From the Stone Age to Humanism
For millennia humans existed as hunter-gathers; they saw themselves as part of the natural world and worshipped spirits of nature. As humanity developed agriculture and farming, we faced our first existential dilemma. Agriculture gave us power over plants and animals, life and death. Given this power, did it make sense to see ourselves as part of the natural order, or were we above it? Harari suggests, in response to this identity crisis, we invented new religions which assigned humans divine authority over nature. This provided a satisfying rationale for our place in the universe and our position as masters of the natural world.
Eventually this rationale was challenged by the Scientific Revolution. Science improved our understanding of the world around us and made supernatural explanations obsolete. But this created a new existential dilemma. If supernatural explanations were no longer needed, then what was our purpose? Harari posits we found the answer by looking inward. We found meaning in the human experience, giving rise to Humanism. Instead of relying on a higher power to define concepts like goodness and beauty, humanism taught that these concepts were defined internally, best captured in credos like “beauty is in the eye of the beholder” and “think for yourself.”
From Free Will to Algorithms
Humanism, as we practice it today, is founded on the belief in Free Will. This is reflected in our laws, economy, and government. However, modern science is undermining this belief. While we each experience an internal narration and “feel” like we make decisions, this may in fact be an illusion. There is a very real possibility that humans are merely complex biochemical algorithms.
If true, then theoretically if you modeled all the data being consumed, how it is processed and ultimately interpreted, then you could accurately predict human behavior. While it might sound like science fiction, this is already being applied today by most of the major tech firms. When Netflix suggests a movie you might enjoy based on your past selections, it is doing so by modeling your behavior against millions of others to predict what someone like you will probably like.
This focus on data, Harari suggests, is giving rise to a new religion, which he calls Dataism. Dataism seeks to define the universe as data flows and values phenomena as it relates to data processing. Advancements in computer science and artificial intelligence (AI) are giving rise to non-conscious algorithms and creating humanity’s next existential dilemma. Under dataism, where value is attributed to processing power, humanity may find itself undervalued by its own creations as the processing limits of biochemical algorithms are eclipsed by electronic algorithms. Harari closes his book with three questions to consider as we move forward:
1. Are organisms really just algorithms, and is life really just data processing?
2. What’s more valuable — intelligence or consciousness?
3. What will happen to society, politics and daily life when non-conscious but highly intelligent algorithms know us better than we know ourselves?
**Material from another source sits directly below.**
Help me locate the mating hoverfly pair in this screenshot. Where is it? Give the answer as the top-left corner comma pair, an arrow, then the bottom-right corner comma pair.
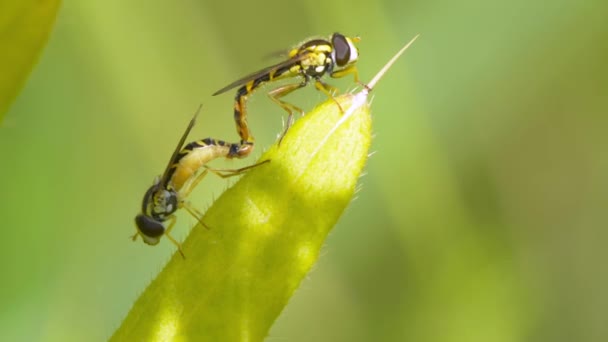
132,33 -> 361,257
Challenges for the Secular Community
I think these are important questions for our community to think about. While AI may outperform humans in data processing, they will not replace the need for love and community, although people are definitely trying. Humans are social creatures and, in the best case scenario, freed from menial tasks we will be able to spend more time building meaningful relationships and caring for one another. The major challenge for us, I believe, will be creating social structures to ensure that the gains from AI are not limited to a few algorithm-owning individuals. A few ideas are floating around, such as universal basic income (see Finland’s experiment) and platform co-ops. If human hands solve human problems, then this is something we should be all be working towards.